The problem is leverage. The technique to apply is to load your body weight onto the handle; stiff arm it from above using your whole body as a lever in a sense.

This requires someone steadying the opposite crank, keeping it fixed firmly in order to get that leverage.

Still, the tool does not weigh much, so why not include it.


The worst case scenario when replacing bike pedals is where a pedal is seized onto a crank.

That is, the pedal threads have become fused to the pedal threads, most likely due to rust.

NOTE: You’ll never have this problem if you:

  • grease or oil pedal threads on installation
  • routinely remove pedals then re-install with grease or oil (especially important if you live close to the beach).
  • never expose a bike to the rain 

In some cases, though, removal is (almost) impossible.

You will not be able to replace the pedals without replacing the cranks.

Brute force and creativity is the only way to deal with these extreme cases.

Naturally, apply WD40 or if in Australia, Penetrine is an ancient but effective solution, literally. (Some suggest a kerosene and diesel mix…not sure…never tried it).

Allow plenty of time for the juice to penetrate and dissolve the bonds cementing the threads together of course.

This Allen wrench extension works with a longer-handled pedal tool giving the extra leverage that a tool alone may not be able to supply.

This type of extension is also the solution if the edges of the pedal nut are rounded making it hard for a standard wrench’s jaws to find purchase.

This video demonstrates a last resort, last ditch effort to separate a fused pedal from a crank.

You may need to come up with your own creative take on this technique if you ever face a case of ‘pedal impossible’.
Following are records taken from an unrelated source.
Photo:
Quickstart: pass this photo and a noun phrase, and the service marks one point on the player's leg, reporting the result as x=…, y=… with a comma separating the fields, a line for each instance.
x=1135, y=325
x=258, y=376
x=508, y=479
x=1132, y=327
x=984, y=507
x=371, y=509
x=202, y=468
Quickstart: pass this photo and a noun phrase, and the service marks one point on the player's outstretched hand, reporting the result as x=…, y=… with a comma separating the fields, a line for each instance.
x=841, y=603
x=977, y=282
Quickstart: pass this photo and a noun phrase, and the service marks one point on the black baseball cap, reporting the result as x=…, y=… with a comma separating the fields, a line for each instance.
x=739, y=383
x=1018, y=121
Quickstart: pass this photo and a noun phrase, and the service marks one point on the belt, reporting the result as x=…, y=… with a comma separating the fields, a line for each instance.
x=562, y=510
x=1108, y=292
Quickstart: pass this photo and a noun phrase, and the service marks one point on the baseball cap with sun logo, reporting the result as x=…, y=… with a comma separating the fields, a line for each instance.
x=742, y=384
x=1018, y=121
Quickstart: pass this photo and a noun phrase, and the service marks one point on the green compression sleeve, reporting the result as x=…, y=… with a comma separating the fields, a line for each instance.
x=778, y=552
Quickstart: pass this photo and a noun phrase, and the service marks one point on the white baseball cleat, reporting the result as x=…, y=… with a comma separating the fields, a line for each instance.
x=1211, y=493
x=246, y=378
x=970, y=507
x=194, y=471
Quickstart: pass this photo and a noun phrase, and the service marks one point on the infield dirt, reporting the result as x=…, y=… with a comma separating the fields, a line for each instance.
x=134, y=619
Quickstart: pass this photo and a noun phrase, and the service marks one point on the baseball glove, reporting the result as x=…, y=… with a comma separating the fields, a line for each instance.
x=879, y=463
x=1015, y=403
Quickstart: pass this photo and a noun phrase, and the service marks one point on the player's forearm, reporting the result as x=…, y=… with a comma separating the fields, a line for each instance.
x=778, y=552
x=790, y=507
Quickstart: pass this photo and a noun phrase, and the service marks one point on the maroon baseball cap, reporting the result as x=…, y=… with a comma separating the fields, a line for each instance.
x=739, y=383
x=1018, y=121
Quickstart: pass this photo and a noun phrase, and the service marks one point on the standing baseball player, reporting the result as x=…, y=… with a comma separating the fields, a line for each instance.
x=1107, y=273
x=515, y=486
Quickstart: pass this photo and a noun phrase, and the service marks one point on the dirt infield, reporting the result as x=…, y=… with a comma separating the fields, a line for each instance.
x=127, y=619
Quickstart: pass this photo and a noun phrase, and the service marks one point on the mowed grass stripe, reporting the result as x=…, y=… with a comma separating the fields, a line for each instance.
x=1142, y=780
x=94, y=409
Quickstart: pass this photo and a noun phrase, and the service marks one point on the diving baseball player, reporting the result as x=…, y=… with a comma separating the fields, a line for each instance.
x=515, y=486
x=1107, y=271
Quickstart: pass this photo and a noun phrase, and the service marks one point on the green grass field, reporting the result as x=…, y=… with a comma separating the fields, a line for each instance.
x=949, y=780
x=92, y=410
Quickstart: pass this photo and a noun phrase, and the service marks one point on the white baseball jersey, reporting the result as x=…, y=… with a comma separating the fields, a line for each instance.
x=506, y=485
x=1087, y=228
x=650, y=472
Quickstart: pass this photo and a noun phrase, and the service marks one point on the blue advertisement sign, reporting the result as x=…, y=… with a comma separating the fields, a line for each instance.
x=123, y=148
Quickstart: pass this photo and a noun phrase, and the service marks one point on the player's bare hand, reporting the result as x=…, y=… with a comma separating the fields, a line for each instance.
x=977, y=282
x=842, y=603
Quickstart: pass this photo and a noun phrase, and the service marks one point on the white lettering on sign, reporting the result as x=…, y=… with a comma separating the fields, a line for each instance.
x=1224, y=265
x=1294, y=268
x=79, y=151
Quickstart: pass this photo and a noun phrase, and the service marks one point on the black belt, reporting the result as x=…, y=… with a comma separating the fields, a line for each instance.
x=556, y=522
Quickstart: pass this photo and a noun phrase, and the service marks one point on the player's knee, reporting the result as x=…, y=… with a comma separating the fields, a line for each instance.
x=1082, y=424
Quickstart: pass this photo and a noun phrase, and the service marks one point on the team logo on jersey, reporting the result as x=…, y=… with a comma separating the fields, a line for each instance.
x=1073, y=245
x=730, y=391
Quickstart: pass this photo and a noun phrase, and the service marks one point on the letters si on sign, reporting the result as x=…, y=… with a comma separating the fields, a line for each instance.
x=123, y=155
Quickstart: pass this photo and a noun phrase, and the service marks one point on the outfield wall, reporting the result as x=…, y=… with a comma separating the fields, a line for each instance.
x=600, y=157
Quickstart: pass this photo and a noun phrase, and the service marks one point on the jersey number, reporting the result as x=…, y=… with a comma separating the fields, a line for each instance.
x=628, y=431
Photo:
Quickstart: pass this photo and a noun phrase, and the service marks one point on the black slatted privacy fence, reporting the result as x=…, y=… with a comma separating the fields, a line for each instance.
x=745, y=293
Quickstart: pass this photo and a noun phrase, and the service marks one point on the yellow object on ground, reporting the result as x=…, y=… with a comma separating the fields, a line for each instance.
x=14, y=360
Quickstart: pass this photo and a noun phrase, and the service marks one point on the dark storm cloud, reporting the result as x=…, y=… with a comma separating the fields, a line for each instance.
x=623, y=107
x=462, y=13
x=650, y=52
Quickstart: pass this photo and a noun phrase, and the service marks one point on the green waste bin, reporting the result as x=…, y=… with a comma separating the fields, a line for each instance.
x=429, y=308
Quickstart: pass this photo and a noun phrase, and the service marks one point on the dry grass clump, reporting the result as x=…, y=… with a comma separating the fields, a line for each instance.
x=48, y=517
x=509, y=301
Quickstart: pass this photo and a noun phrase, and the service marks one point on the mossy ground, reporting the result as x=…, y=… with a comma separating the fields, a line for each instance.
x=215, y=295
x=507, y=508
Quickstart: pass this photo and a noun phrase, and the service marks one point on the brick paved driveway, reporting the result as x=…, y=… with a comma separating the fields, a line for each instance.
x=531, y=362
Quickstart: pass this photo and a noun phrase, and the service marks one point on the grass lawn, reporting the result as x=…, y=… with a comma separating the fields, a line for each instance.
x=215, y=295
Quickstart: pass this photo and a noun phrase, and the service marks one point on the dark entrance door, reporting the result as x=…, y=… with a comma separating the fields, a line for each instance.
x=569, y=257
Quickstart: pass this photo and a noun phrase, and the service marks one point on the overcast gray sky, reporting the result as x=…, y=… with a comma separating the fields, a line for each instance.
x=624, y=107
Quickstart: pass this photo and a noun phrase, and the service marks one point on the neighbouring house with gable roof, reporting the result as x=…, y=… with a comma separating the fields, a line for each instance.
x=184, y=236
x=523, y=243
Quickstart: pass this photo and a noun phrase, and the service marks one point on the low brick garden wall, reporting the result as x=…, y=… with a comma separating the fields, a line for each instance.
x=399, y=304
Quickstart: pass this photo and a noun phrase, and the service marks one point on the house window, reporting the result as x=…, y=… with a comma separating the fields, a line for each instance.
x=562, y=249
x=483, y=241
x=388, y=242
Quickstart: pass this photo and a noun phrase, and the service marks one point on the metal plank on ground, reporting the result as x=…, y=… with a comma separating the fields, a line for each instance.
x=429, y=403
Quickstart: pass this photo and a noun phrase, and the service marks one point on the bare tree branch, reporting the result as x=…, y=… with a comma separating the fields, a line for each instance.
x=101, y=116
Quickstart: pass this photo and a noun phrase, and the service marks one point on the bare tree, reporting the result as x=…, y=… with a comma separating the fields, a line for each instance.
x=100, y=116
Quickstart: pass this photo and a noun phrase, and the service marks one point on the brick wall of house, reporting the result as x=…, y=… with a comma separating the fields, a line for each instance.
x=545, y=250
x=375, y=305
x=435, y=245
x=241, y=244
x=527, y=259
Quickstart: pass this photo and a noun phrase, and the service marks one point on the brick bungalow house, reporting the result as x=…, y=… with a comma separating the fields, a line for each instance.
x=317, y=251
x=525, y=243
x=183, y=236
Replacing a bike pedal will either be routine—or very hard.

Avoid the situation in the first place by following best practice installation procedures: use washers, grease, or oil.

Get yourself a long-handled wrench for making routine maintenance removal and installation MUCH easier. It’s essential where a pedal is seized on the crank, and even then, there’s no guarantee you’ll remove it anyway.